Un gioco pericoloso

“Let the children have their way/ Let the children play”, cantava Carlos Santana in un suo pezzo degli anni ’70. “Facciamoli giocare con la riforma costituzionale”, dice Nicola Latorre a Luca Lotti, in un video del Corriere della Sera, riferendosi ai deputati che in questi giorni stanno votando alla Camera il testo già approvato dal Senato, “che però”, sempre Latorre a Lotti, “non si deve modificare”.

Voi pensavate che fosse una cosa seria? Bambini illusi. D’altronde, se fosse seria, non l’affronterebbero con la velocità imposta dall’ineluttabilità quale mitopoiesi unica e unificante, e che ha tanto il sapore della superficialità approssimativa, dovuta solo alla voglia di dare l’impressione che si facciano le cose con prontezza, indipendentemente dalla qualità e dai fini. Fretta che arriva addirittura a prevedere una “seduta fiume” e notturna voluta, e votata, per non fare inserire altri emendamenti, cioè per limitare le facoltà del Parlamento di esprimersi nel merito della riforma e sulle possibili modifiche. Possono giocarci, quindi, ma non modificarla.

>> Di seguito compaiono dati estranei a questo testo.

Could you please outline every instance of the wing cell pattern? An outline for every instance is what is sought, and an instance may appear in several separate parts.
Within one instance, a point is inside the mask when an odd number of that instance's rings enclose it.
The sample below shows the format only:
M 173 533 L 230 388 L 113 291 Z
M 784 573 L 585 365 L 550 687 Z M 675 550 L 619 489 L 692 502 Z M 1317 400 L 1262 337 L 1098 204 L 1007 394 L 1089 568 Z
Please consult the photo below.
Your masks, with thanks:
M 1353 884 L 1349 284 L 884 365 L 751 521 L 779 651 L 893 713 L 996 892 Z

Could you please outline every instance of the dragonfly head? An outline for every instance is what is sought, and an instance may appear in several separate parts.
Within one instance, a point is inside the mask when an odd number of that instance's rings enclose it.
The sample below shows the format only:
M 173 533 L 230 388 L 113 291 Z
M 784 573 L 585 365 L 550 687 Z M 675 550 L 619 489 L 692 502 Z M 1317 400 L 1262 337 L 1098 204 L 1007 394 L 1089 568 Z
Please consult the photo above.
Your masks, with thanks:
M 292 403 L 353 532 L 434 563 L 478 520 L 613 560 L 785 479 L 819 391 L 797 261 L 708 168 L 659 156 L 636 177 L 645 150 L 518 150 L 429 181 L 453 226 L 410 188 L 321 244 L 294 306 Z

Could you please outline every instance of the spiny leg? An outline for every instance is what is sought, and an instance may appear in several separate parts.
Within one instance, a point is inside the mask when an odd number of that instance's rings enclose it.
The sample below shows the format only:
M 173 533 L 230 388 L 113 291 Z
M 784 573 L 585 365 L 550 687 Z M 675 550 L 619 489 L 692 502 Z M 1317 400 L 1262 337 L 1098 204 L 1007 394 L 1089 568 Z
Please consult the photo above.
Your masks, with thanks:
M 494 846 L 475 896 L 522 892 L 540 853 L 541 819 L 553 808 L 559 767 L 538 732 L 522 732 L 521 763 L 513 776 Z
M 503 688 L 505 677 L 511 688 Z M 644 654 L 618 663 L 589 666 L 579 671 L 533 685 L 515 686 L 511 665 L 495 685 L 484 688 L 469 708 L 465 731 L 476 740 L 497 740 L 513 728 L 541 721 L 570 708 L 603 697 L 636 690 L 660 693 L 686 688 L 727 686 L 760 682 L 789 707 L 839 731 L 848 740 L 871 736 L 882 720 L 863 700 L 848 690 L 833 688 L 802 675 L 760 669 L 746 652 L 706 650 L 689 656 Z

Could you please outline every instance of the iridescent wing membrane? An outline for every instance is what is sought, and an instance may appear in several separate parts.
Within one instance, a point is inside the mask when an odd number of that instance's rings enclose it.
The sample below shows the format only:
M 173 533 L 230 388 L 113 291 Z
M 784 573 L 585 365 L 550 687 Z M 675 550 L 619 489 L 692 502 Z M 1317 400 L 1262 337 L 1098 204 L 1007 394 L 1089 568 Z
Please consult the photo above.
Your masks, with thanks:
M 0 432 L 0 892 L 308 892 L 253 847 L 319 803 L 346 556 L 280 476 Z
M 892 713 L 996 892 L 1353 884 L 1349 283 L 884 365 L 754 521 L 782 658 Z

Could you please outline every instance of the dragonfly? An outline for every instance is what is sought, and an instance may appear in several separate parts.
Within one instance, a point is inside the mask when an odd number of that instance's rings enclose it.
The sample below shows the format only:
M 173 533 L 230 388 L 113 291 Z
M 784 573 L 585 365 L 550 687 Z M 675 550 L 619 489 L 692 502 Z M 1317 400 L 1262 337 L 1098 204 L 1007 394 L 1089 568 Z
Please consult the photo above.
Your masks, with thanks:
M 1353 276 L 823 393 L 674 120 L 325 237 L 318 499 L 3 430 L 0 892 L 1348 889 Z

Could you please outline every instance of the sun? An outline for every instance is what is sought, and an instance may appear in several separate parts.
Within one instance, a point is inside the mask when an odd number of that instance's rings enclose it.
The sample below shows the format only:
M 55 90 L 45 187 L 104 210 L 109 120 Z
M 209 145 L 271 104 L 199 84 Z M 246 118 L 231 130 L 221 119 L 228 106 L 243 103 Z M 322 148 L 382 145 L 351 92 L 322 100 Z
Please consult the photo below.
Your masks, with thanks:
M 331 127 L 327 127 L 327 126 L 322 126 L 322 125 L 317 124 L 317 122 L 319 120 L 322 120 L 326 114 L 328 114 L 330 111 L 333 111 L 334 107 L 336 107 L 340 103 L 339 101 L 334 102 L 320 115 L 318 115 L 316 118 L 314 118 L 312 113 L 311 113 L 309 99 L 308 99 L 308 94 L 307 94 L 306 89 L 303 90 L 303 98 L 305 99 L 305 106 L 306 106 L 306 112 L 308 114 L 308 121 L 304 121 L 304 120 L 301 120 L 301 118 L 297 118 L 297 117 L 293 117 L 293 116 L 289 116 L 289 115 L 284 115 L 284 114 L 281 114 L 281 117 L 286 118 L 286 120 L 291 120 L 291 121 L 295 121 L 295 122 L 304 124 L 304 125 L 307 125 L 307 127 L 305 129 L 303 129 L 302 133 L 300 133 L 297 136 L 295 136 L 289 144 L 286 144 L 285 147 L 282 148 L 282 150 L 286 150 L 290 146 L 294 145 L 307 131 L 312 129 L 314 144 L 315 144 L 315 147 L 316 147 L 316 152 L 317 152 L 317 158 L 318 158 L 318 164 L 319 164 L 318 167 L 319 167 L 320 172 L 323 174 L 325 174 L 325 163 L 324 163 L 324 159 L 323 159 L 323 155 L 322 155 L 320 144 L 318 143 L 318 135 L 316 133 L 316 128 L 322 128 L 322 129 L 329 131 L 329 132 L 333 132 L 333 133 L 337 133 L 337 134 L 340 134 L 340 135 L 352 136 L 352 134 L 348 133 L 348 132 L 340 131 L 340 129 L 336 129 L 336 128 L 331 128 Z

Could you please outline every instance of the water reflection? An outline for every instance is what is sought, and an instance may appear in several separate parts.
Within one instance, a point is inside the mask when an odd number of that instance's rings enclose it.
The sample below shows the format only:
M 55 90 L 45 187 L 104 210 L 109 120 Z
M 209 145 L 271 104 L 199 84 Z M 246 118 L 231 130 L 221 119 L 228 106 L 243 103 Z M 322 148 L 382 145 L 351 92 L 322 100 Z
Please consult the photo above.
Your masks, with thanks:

Bene o male che si giudichi quanto sta avvenendo, a quelli che così hanno deciso rivolgo una domanda: ma se l’avessero fatto gli altri? Perché la logica che conduce a chiudere la porta in faccia alle opposizioni nel riscrivere la Carta costituzionale, e nei fatti procedere a maggioranza, rischia di diventare un precedente. Cosa diranno coloro che oggi in questo modo agiscono, se domani la maggioranza fosse guidata da qualcun altro? Se l’avesse fatto Berlusconi, o se lo facesse Salvini, o Grillo? Se una diversa maggioranza, per giunta tale in virtù di una legge elettorale incostituzionale (mi ricordate i nomi dei giudici che l’hanno bocciata?), si permettesse di ridurre lo spazio e i tempi per la discussione intorno al “patto che ci lega” (e ricordate anche di chi è questa definizione?), quelli che ne compongono l’attuale come reagirebbero?

Se questo è il sentiero su cui ci si inoltra oggi, come impedire domani il determinarsi della situazione in cui “chi possiede il 51% potrà rendere illegale, in modo legale, il restante 49%”, che evocava Carl Schmitt, non certo un liberale di sinistra? E se, come ricordava Jon Elster, una Costituzione “è quella cosa che ci si dà quando si è sobri per poterla utilizzare nel momento in cui si è ubriachi”, secondo la strategia per cui è il sé lucido che vincola il possibile sé alterato (un po’ come Ulisse quando detta le regole di navigazione, tappa le orecchie ai marinai e si fa legare all’albero della nave prima che il canto delle sirene – il fascino del potere? – lo inebri), guardando alla situazione attuale, vi pare proprio il momento migliore per fare tutto ciò che si sta facendo? E per di più, i tempi e i modi che si sono scelti, sono proprio gli unici, se non i migliori?

Eppure, per quanto pericoloso, il metodo che si è preferito, quasi fosse un gioco, è questo. Se fosse utile a qualcosa, chiederei a quelli che gioivano dei balzi da canguro fatti per superare la discussione sugli emendamenti e per la lama della ghigliottina rapida a calare fra le pagine delle proposte della minoranza, di ricordarsi quei sentimenti provati quando saranno altri a imporre loro di subire le medesime pratiche. Se fosse utile, appunto: ma il dialogo è solo una perdita di tempo.

E poi, in definitiva, la maggioranza è sempre buona e non sbaglia mai; a che serve pensare di limitarne i poteri di decisione. Inoltre, chi lo è ora sa, e probabilmente ha anche ragione nel pensarlo, che lo sarà pure in futuro: quindi, per cosa preoccuparsi?